CUTS Lusaka also engaged the International Monetary Fund to understand how the fund can help Zambia’s high risk of debt distress. Dhaneswar Ghura, International Monetary Fund, Mission Chief indicated that solutions to public debt needed to be discussed in the broader context including the Covid-19 pandemic which has unleashed an economic crisis globally. Also, disruptions to trade had affected key sectors such as the mining sector and that tourism had come to a halt in all tourist-based economies, including Zambia. As such, estimates show that the economy will contract by 5% this year. Additionally, the drought experienced in the country had a major ripple affect impacting agriculture and slowing growth and this year it was expected to be worse. Food security therefore would be an issue and the pandemic was going to exacerbate the attainment of Zambia’s long term development goals such as eradicating poverty, malnutrition and ensuring food security.
Mr Ghura noted that there was a need to increase public spending in health and scale up social nets especially because Zambia has a strong social safety net system. He encouraged the Government to supplement its tax relief measures by dismantling some of its debt to continue to support the private sector. He finally mentioned that the Government had been investing in infrastructure but most loans had been on non-concessional terms which are expensive. Fiscal policy would therefore not be enough to deal with the debt situation hence the Government has hired debt advisors to help with a debt restructure plan. He noted that the key goals needed to be: revive growth, generate jobs and lower poverty and that IMF planned to support the Government to achieve this.

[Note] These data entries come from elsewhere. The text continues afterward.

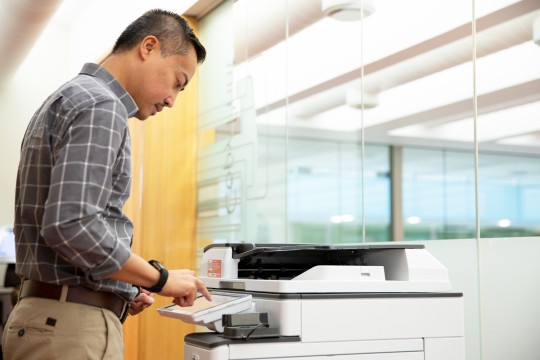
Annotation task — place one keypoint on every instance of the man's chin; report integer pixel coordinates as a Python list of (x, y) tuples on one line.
[(141, 116)]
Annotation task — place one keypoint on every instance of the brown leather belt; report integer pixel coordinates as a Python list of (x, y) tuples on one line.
[(77, 294)]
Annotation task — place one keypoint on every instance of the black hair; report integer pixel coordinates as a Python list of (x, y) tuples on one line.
[(172, 30)]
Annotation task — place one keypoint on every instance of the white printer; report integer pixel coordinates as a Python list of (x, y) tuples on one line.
[(314, 302)]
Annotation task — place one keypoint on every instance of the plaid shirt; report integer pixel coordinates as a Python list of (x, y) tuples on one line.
[(73, 180)]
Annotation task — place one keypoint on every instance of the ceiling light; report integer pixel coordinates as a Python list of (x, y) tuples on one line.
[(536, 31), (347, 10), (354, 98)]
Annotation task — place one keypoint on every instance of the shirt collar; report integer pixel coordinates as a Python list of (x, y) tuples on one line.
[(111, 82)]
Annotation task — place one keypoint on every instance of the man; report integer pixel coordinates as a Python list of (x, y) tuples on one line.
[(72, 239)]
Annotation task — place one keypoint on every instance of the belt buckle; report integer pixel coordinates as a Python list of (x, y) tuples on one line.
[(125, 312)]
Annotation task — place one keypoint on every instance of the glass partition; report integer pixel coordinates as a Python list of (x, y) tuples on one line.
[(417, 121)]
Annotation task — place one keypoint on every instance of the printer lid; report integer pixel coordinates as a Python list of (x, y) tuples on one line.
[(303, 268)]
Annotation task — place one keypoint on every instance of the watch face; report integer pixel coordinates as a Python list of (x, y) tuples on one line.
[(156, 264)]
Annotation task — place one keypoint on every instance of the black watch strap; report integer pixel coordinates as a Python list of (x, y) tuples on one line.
[(163, 276)]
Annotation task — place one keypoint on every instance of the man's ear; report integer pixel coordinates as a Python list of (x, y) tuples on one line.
[(148, 45)]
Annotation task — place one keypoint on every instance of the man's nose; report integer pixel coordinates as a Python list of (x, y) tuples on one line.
[(170, 101)]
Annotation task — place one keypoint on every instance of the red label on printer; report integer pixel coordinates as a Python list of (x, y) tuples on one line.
[(214, 268)]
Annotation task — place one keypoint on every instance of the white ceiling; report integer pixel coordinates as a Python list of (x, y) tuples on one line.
[(417, 69), (416, 56)]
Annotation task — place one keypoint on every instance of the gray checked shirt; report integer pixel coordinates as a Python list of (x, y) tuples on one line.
[(73, 180)]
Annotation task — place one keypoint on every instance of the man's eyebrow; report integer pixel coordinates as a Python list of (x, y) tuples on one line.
[(187, 80)]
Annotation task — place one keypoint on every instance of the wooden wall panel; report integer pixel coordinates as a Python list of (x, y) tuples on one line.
[(165, 221)]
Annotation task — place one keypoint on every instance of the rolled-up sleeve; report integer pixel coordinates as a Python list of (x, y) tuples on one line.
[(86, 158)]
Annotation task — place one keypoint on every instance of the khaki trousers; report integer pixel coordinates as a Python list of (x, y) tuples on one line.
[(42, 329)]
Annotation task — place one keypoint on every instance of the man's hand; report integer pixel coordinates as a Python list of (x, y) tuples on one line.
[(141, 302)]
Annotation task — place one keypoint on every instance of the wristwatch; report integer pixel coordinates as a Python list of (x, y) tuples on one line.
[(163, 276)]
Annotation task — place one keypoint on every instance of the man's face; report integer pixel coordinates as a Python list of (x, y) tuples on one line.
[(160, 80)]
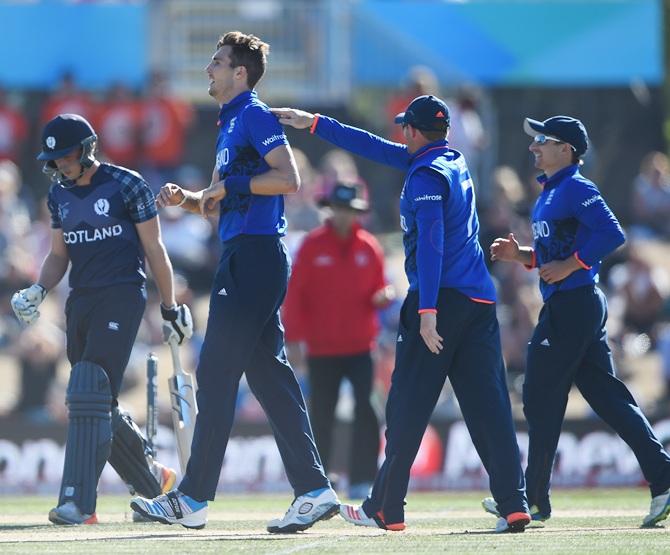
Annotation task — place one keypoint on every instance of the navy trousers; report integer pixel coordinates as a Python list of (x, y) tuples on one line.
[(325, 376), (244, 335), (102, 325), (569, 346), (472, 359)]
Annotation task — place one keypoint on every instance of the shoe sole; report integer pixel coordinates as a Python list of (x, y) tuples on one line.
[(661, 517), (518, 524), (293, 528), (155, 518)]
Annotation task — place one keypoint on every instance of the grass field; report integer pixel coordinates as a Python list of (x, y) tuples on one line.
[(584, 521)]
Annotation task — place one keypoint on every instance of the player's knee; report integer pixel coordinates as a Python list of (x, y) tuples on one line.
[(89, 391)]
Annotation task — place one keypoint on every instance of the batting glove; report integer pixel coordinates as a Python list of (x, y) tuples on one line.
[(26, 301), (178, 322)]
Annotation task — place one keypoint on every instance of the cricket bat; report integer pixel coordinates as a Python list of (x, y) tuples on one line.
[(184, 407)]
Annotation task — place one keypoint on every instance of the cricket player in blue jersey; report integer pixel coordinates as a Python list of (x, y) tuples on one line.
[(448, 324), (254, 168), (104, 223), (573, 229)]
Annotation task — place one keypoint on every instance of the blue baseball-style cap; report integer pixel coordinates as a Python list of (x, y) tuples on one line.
[(567, 129), (63, 134), (427, 113)]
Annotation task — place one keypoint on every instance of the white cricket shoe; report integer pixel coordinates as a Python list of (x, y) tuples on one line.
[(513, 524), (69, 514), (659, 510), (358, 517), (174, 507), (320, 504)]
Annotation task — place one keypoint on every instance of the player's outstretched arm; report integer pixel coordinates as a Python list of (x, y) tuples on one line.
[(507, 249)]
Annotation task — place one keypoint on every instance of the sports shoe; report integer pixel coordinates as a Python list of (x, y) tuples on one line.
[(490, 506), (513, 524), (173, 507), (166, 478), (659, 510), (320, 504), (69, 514), (357, 517)]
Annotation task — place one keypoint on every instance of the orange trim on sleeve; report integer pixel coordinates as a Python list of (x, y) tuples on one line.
[(583, 264), (312, 128), (533, 261), (483, 301)]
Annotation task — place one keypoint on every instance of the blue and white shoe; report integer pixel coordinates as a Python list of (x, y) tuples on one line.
[(659, 510), (490, 506), (174, 507), (320, 504)]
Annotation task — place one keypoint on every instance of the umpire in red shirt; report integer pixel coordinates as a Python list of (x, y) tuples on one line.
[(336, 286)]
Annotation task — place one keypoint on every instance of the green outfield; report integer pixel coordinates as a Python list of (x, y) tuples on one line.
[(584, 521)]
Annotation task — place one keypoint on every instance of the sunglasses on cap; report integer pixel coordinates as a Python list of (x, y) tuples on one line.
[(544, 139)]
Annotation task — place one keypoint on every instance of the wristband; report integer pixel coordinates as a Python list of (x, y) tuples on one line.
[(312, 128), (240, 184)]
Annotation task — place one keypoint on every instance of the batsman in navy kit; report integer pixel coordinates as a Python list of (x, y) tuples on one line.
[(573, 229), (448, 324), (104, 222), (254, 169)]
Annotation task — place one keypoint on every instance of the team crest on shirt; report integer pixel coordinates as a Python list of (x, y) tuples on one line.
[(63, 210), (101, 207)]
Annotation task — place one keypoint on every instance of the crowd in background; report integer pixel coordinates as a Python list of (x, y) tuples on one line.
[(148, 133)]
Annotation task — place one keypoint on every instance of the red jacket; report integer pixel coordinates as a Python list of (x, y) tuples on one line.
[(329, 301)]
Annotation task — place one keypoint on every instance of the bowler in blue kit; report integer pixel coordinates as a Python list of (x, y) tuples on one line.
[(254, 168), (573, 229), (104, 223), (448, 325)]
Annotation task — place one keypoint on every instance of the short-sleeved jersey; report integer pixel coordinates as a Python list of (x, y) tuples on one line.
[(439, 175), (98, 224), (247, 132), (570, 218)]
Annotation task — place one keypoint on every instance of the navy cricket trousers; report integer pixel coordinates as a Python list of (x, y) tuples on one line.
[(472, 359), (244, 335), (569, 345), (102, 325)]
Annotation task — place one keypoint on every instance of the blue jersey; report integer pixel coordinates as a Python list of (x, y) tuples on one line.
[(571, 218), (98, 224), (438, 214), (248, 131), (441, 228)]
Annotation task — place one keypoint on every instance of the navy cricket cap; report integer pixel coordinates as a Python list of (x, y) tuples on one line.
[(427, 113), (63, 134), (567, 129)]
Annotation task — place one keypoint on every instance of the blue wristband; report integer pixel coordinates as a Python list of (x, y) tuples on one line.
[(240, 184)]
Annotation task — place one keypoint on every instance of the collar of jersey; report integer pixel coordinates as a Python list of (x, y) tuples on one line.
[(235, 103), (555, 179), (430, 147)]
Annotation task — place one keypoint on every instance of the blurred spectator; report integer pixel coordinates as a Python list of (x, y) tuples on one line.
[(651, 196), (118, 125), (165, 122), (336, 287), (420, 80), (14, 216), (13, 129), (641, 288), (68, 99), (38, 351)]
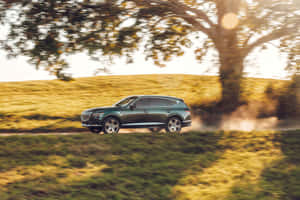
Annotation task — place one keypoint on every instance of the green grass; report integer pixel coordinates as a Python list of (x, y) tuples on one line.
[(195, 165), (38, 106)]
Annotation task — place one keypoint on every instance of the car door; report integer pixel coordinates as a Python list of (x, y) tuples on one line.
[(158, 110), (136, 114)]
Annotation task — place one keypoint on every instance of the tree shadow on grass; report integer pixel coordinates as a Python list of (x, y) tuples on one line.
[(139, 166), (280, 180)]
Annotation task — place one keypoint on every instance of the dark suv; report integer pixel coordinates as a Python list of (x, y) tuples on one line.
[(153, 112)]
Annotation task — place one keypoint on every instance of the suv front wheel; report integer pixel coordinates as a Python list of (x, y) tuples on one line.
[(111, 125), (174, 125)]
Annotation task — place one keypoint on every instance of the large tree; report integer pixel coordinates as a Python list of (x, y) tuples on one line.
[(48, 30)]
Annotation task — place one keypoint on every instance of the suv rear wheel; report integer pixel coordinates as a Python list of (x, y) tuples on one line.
[(174, 125), (111, 125), (96, 130)]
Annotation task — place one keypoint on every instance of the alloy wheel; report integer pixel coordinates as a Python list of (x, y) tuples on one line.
[(111, 125), (174, 125)]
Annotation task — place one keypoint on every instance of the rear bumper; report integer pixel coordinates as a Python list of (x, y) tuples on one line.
[(91, 125)]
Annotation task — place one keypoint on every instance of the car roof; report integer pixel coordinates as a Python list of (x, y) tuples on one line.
[(158, 96)]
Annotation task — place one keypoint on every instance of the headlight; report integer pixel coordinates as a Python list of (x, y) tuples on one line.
[(97, 115)]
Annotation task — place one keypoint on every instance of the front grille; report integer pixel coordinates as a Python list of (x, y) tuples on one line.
[(85, 116)]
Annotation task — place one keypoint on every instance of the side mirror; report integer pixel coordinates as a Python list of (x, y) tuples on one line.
[(132, 107)]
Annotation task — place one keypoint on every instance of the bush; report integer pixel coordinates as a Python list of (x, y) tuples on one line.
[(289, 100)]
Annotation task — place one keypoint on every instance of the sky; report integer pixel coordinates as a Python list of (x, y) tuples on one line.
[(266, 64)]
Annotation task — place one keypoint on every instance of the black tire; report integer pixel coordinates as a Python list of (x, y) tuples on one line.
[(155, 129), (111, 125), (174, 125), (96, 130)]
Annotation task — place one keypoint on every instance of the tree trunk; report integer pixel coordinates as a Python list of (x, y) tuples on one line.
[(230, 75), (230, 71)]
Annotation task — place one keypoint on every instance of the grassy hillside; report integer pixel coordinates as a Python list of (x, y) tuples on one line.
[(206, 166), (56, 105)]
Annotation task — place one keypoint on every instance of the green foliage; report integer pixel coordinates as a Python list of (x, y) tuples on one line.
[(230, 166), (47, 31)]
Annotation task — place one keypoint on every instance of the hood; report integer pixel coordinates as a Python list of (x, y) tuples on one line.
[(99, 109)]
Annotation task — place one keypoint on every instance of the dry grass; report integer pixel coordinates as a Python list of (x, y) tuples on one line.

Finally, CUTS engaged Mukuli Chikuba, Ministry of Finance, Permanent Secretary who indicated that the relationship between civil society and Government is important. He gave some key actions that the Ministry of Finance is undertaking to reduce debt. Mr. Chikuba noted that in the short and medium term there was a need to ensure fiscal balancing to allow for more expenditure rationalization (fiscal consolidation). In the medium to long term, he indicated that there were efforts towards rescoping public spending and reprioritize public expenditure. He also noted that social sector spending would be the focus for Government in long term. He further indicated that creating space for private sector is a goal of Government and therefore they will reduce borrowing, get the rates down and lengthen maturities.
The multi-stakeholder meeting helped show the road map towards dealing with Zambia’s high debt in the short, long and medium term. CUTS Lusaka will continue to engage key stakeholders on the need to reduce Zambia’s debt. It is clear that there is political will to do so and also support from the international community. Bold action is required to implement the Government’s plans to reduce debt and keep the economy growing especially during the Covid 19 era.
For further information, please contact The Centre Coordinator, Consumer Unity and Trust Society, House No. 406, Kudu Road, Kabulonga ([email protected])
One Response
Debt only became problematic when economic conditions worsened. To address debt, it is necessary to focus of distortions. These include electric power deficit, high electric power import, high fuel imports, low agro exports, Covid-19 and wasteful. Each of this variables is capable of reducing debt to manageable level. So, what more when several if not all these variables are brought under control? The entire debt would be dismantled in one explosion. In short, exponential growth of production is the solution. Just increase electric power production, just increase biofuel production, just increase agro production, just increase Covid-19 prevention and just increase capacity to reduce wasteful.